As I said earlier there are many versions of Marie-Antoinette’s history, as none of us were there we have no claims on knowing which version is the truth. Certainly there may be some small errors in the text, the author is not available to correct them (I am not the uthor and I will not put words in his mouth). I think you will find however that the bulk of the history here, including some of the aspects that you disagree with is supported by historical scholarship. Is one version correct and the other false, perhaps, but that is what the comments section and the forum are here for. I don’t think it’s at all useful however to say “I think this history is wrong and it should be taken off the Internet.” If that were the standard we were going to live by there would be a lot less interesting material to read online and nothing to talk about.

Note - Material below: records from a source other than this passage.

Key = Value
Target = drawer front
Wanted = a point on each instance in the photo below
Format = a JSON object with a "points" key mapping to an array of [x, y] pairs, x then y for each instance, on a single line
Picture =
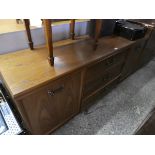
{"points": [[96, 70], [52, 105], [91, 100], [99, 82]]}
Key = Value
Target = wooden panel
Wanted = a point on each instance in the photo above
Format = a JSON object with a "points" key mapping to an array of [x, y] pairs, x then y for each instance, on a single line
{"points": [[32, 70], [50, 106], [87, 102], [133, 59], [96, 70], [102, 80]]}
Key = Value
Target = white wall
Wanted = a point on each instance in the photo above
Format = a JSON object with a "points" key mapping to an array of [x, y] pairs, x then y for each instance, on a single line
{"points": [[14, 41]]}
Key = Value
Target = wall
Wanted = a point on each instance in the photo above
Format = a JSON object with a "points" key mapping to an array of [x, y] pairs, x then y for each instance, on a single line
{"points": [[14, 41]]}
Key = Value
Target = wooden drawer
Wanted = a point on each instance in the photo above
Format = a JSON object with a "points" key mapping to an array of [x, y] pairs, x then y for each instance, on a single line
{"points": [[95, 71], [99, 81], [52, 105], [87, 102]]}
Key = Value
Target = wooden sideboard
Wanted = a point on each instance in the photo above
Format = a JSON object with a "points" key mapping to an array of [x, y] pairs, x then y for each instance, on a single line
{"points": [[48, 96]]}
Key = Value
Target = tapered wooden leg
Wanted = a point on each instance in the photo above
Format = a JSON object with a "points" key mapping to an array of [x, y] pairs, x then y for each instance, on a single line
{"points": [[28, 32], [98, 27], [72, 29], [48, 35]]}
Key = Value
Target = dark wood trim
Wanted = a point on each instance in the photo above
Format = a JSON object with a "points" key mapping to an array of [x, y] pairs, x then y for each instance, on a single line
{"points": [[28, 32], [48, 35], [98, 27]]}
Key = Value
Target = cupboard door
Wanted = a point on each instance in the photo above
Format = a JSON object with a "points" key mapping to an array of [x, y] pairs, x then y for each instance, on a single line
{"points": [[133, 59], [52, 105]]}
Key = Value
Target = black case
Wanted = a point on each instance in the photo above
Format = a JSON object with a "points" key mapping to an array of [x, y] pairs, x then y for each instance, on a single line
{"points": [[129, 29]]}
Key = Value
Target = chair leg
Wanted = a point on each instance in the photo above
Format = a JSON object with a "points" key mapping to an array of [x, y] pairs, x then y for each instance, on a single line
{"points": [[28, 32]]}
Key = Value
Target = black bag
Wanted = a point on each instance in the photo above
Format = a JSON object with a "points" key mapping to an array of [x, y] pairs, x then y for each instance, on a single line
{"points": [[129, 29]]}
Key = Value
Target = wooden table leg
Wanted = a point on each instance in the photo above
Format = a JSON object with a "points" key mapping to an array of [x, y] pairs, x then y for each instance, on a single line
{"points": [[48, 35], [72, 29], [98, 27], [28, 32]]}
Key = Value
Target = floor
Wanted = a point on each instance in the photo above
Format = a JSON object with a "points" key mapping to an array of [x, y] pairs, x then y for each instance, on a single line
{"points": [[121, 111], [10, 25]]}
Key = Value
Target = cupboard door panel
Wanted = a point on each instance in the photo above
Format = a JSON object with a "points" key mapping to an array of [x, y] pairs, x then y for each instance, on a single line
{"points": [[52, 105]]}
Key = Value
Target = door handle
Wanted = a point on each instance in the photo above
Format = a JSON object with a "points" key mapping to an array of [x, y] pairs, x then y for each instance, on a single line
{"points": [[57, 90]]}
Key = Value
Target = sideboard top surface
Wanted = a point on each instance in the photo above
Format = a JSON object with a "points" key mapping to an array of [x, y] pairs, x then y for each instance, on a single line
{"points": [[25, 70]]}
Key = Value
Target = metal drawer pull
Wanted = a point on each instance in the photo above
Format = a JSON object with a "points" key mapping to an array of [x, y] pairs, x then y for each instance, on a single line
{"points": [[53, 92], [110, 61], [106, 78]]}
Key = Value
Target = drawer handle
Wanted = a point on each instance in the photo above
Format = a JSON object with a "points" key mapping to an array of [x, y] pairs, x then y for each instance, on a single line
{"points": [[53, 92], [110, 61], [106, 78]]}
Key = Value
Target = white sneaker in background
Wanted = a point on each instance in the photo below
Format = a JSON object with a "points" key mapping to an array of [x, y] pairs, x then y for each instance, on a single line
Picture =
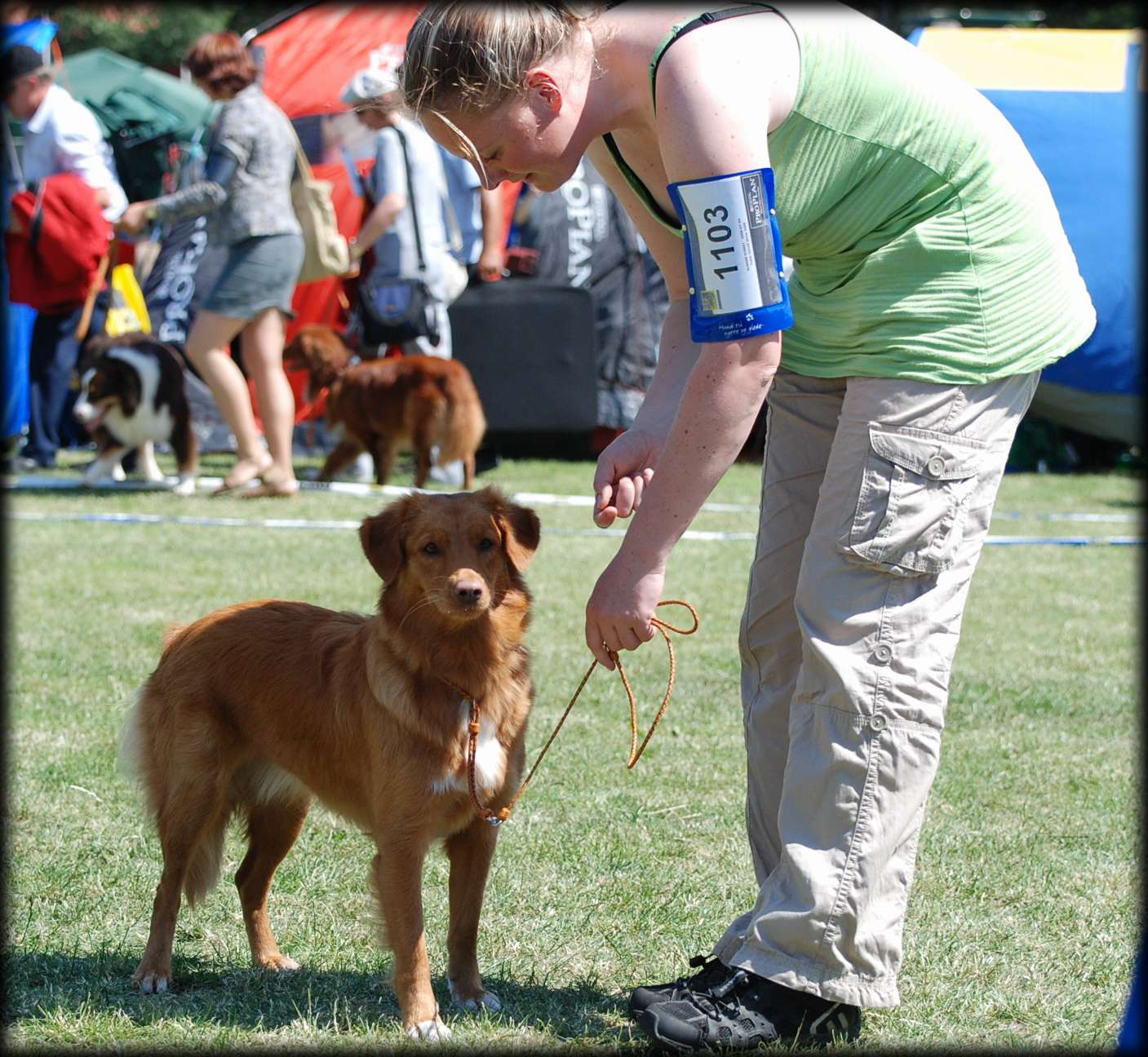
{"points": [[361, 468], [453, 474]]}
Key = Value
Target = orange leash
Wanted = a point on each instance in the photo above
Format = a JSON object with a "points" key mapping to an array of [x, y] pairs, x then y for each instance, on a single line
{"points": [[499, 817]]}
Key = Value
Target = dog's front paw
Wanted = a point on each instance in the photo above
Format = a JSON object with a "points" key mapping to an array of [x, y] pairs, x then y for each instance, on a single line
{"points": [[474, 1003], [152, 981], [429, 1031]]}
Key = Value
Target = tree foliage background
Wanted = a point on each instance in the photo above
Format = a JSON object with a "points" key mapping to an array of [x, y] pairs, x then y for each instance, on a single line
{"points": [[153, 33], [160, 33]]}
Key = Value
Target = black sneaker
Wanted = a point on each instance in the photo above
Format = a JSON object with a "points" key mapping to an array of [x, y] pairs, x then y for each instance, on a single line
{"points": [[745, 1011], [710, 971]]}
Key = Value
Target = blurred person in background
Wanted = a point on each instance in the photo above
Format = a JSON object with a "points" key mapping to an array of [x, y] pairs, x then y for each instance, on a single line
{"points": [[60, 135], [388, 230], [246, 192], [478, 214]]}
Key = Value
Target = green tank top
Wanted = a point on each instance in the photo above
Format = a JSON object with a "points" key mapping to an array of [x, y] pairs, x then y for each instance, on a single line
{"points": [[924, 239]]}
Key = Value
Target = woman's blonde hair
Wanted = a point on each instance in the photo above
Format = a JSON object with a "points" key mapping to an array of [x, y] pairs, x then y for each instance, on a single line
{"points": [[471, 56]]}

Can I invite you to join the forum here? I think you will find lots of people who share your view and others who might enjoy the debate with you!
eliza
first of all, i’m not trying to be stubborn, but one of the things i said was incorrect and had historical evidence from the person it was about. ok, i keep a diary, like louis XVI did, if in 217 years somoebody said i had an opperation, but it was not mentioned in my diary which historians new very well existed, wouldnt that mean people were either ignoring the one which was more likely to be the truth, or choosing to believe historians over somebody who would know if they had an opperation, and if so, why would it not be mentioned in the diary. i mean an opperation is a pretty big thing.
also, i think it is better to have less historical stuff on the internet in general, i mean, no wonder librarys are closing down, if people read the first website they see who knows how correct it was, i mean, say there was a website about marie antoinette which said she was evil, killed her husband and was a whore, as well as being a mistress to both her brothers in law, which is obviously not true and as far as i know this website doesnt exist, but say it did, what if it was created by a descendent of robespierre, who was looking to increase M.A.’s bad name, whereas with book, people are less likely to do that if they’ve got to find enough lies for a three hundred page book. also, the internet is very unreliable, ive seen three different websites about marie antoinette, its mysterious how the number of her siblings increases each website.

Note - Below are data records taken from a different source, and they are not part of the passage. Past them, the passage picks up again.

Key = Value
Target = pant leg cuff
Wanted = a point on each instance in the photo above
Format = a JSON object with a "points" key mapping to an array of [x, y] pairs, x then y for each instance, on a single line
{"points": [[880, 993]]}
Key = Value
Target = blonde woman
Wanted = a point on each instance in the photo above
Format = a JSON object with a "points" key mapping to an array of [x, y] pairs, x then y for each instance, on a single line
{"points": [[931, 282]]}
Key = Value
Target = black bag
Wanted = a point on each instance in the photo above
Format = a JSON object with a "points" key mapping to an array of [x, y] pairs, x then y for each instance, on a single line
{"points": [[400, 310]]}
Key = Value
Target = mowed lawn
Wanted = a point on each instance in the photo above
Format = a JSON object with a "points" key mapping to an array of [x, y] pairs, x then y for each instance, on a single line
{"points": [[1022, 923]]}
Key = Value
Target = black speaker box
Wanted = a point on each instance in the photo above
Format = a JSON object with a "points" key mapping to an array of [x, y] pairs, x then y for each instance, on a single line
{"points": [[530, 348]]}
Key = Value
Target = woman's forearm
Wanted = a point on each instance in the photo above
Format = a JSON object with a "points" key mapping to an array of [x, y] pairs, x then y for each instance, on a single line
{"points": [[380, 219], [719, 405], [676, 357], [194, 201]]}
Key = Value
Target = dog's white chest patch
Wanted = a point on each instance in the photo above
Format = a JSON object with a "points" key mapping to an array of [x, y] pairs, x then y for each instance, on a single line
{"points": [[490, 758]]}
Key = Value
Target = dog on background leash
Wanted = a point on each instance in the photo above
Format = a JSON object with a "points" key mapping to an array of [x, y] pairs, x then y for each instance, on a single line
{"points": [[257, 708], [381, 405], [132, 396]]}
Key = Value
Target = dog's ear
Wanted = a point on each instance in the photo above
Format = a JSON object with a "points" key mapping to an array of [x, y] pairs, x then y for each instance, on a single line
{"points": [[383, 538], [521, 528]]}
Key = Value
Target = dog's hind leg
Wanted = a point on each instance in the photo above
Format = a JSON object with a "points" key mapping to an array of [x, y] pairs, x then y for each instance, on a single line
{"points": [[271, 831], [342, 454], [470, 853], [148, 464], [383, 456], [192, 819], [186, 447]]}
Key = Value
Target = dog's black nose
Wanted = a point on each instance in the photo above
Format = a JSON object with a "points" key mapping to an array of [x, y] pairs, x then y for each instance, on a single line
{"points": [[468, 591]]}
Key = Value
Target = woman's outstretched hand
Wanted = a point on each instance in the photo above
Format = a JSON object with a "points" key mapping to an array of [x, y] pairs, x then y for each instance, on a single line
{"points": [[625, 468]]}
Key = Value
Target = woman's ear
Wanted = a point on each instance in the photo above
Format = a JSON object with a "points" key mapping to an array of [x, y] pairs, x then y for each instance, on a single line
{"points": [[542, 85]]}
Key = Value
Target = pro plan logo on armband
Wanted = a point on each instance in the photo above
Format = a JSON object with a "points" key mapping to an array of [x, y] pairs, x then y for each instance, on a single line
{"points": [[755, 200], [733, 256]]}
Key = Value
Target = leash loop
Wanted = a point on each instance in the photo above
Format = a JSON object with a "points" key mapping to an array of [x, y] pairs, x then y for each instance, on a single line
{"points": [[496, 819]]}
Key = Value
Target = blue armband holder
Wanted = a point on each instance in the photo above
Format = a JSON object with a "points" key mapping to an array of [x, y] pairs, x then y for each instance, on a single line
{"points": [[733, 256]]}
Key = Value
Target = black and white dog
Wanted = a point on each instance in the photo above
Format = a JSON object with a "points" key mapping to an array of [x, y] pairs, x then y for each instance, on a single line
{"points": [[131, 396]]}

and sometimes the internet is the only way to find stuff out, i’m writing a historical novel set in restoration london, and the main character is an actress, it was the first time they had actresses in england, and i cant find a single book about restoration actresses, so im putting my faith in the internet, but i want to be as historically correct as possible, so i either have to find a time machine (unlikely) stop writing it(the characters are always in my head so not possible) or believe what i read on the internet, which i am very reluctent to do. so sometimes the internet is the only way, but i think if someone is interested in marie antoinette they should read at least two different books by different authors. because with marie antoinette at least there are a lot of books about her
i dont mean to insult this website cos i appreciate that alot of history is bound to be incorrect, i mean as well as the fact most historians have a biased oppinion so yeah, but i just want the world to know as much of the truth as possible, especially when it comes to marie antoinette, cos their were so many lies told about her when she was still alive, and now when she’s dead some people still believe them, or believe particular historical movies about her which portray her as an idiot.